Я не солгал ему, но рассказал не о всех своих мыслях. Я обещал говорить много и правду, но не давал обета делиться всем, хоть знаю, именно это имелось в виду. Но мной все равно были довольны, и, формально, договор не нарушен. Своим настоящим (а не так давно сильно выраженным) состоянием, весьма серьезным, я поделился лишь однажды. С Джеки. Я мастерски скрываю те мысли в себе, и продолжаю быть таким же, каким у меня получается казаться другим.

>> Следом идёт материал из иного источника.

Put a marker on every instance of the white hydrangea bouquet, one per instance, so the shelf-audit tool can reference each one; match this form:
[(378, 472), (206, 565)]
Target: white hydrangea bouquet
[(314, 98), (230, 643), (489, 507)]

Я не стал говорить и о том, что в процессе выздоровления, когда пытался найти утешение в тех местах, что заставляли меня чувствовать себя лучше, считая, что они могли бы поспособствовать выздоровлению, что тот дворик придорожного кафе то ли на самом деле не был так заставлен растениями, то ли больше вовсе не походил на тот, каким я его помню, − игра воображения, или память исказила его образ, как это часто бывает. Но это открытие пошло мне только на пользу − ничто так не возвращает к реальности, как осознание перевоплощения со временем прекрасного в обыденное, а затем и вовсе безобразное, порой ужасное. Человеческой психике свойственно идеализировать единожды воспринятый образ. Так часто мы идеализируем вещи на витринах, что оставляем на позже, места отдыха, где провели однажды время, даже первую любовь. Но возвращение в те самые бутики, поездки в те же места, встреча с первыми возлюбленными зачастую оставляют лишь разочарование, не находя в них сходства.

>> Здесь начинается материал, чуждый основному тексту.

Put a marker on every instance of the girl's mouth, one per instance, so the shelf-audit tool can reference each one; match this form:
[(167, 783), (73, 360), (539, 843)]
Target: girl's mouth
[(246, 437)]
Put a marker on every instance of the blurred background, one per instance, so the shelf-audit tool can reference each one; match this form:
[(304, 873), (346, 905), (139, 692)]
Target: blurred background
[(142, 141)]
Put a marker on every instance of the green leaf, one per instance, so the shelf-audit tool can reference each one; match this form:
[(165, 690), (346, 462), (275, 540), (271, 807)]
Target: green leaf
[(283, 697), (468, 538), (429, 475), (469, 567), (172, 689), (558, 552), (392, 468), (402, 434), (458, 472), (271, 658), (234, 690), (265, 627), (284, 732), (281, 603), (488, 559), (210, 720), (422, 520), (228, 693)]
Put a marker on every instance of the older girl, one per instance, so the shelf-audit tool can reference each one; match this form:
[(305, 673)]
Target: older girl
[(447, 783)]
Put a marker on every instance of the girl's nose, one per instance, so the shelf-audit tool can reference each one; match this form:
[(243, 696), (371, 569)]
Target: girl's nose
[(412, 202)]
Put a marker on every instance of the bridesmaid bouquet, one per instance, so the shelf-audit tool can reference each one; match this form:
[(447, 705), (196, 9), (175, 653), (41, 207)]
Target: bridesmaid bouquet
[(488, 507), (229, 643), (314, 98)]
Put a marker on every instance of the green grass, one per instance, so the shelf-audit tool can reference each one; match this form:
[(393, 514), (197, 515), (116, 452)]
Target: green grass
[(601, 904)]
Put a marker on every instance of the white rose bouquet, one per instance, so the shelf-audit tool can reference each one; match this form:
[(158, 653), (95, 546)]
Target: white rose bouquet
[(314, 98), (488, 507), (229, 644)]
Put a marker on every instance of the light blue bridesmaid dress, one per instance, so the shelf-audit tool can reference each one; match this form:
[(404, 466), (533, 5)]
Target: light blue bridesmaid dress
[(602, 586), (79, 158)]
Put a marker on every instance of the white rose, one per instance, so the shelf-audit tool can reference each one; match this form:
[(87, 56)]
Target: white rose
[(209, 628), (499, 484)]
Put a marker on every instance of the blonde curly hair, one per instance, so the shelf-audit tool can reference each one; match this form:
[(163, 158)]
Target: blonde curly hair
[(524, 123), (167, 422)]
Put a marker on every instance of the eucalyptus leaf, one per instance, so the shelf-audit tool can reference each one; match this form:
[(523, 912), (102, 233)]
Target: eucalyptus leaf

− На следующей неделе мы поговорим с Вами больше о Джеки, ладно? Мы движемся с Вами в правильном направлении! − очень бодро и с натянутой, но вполне сносной для доктора, улыбкой сообщил мне он, привстав с кресла и протянув руку для пожатия в знак искренности своих слов.

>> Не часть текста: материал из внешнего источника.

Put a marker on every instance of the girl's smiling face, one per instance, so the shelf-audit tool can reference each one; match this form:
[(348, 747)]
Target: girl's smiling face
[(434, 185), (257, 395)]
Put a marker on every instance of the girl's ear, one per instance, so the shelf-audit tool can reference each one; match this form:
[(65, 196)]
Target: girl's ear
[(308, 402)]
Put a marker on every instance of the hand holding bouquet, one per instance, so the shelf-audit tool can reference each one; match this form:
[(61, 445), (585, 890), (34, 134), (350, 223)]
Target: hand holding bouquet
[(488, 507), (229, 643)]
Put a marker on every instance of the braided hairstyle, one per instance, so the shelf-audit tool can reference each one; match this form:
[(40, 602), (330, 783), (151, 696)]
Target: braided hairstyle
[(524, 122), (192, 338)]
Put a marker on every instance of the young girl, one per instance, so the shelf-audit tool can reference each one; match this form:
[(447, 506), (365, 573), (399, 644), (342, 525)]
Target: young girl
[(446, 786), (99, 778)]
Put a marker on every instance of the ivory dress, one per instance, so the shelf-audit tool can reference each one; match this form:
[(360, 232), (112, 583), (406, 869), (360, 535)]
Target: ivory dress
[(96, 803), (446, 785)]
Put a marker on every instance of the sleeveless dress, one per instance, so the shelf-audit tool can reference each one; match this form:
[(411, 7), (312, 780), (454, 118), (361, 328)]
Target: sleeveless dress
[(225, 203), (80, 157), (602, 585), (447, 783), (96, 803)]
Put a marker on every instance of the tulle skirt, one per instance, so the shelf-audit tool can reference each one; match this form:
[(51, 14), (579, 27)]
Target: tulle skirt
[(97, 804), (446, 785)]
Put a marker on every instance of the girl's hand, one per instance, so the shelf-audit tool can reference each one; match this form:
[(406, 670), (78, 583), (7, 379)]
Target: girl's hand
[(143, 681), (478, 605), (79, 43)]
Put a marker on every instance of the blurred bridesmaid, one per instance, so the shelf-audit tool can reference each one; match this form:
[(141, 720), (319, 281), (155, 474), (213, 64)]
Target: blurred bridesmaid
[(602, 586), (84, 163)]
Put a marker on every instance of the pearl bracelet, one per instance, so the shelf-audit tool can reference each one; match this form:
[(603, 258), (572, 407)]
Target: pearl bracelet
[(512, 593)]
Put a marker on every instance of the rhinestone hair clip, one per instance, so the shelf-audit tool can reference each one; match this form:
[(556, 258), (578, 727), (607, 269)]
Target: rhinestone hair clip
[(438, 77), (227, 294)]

Я заранее знал, что не сумею сказать всего в полной мере, но я не мог не предпринять попытки изложить того, что кричит во мне, насколько это возможно, предстать перед самим собой еще раз.
Но оставалось то одно, о чем я никак не мог сказать доктору откровенно, − что думаю о Джеки. Как каждое мгновенье только единожды длится в настоящем и навеки остается в прошлом, так точно такая же участь постигла Джеки, оставив ее лишь в моих мыслях.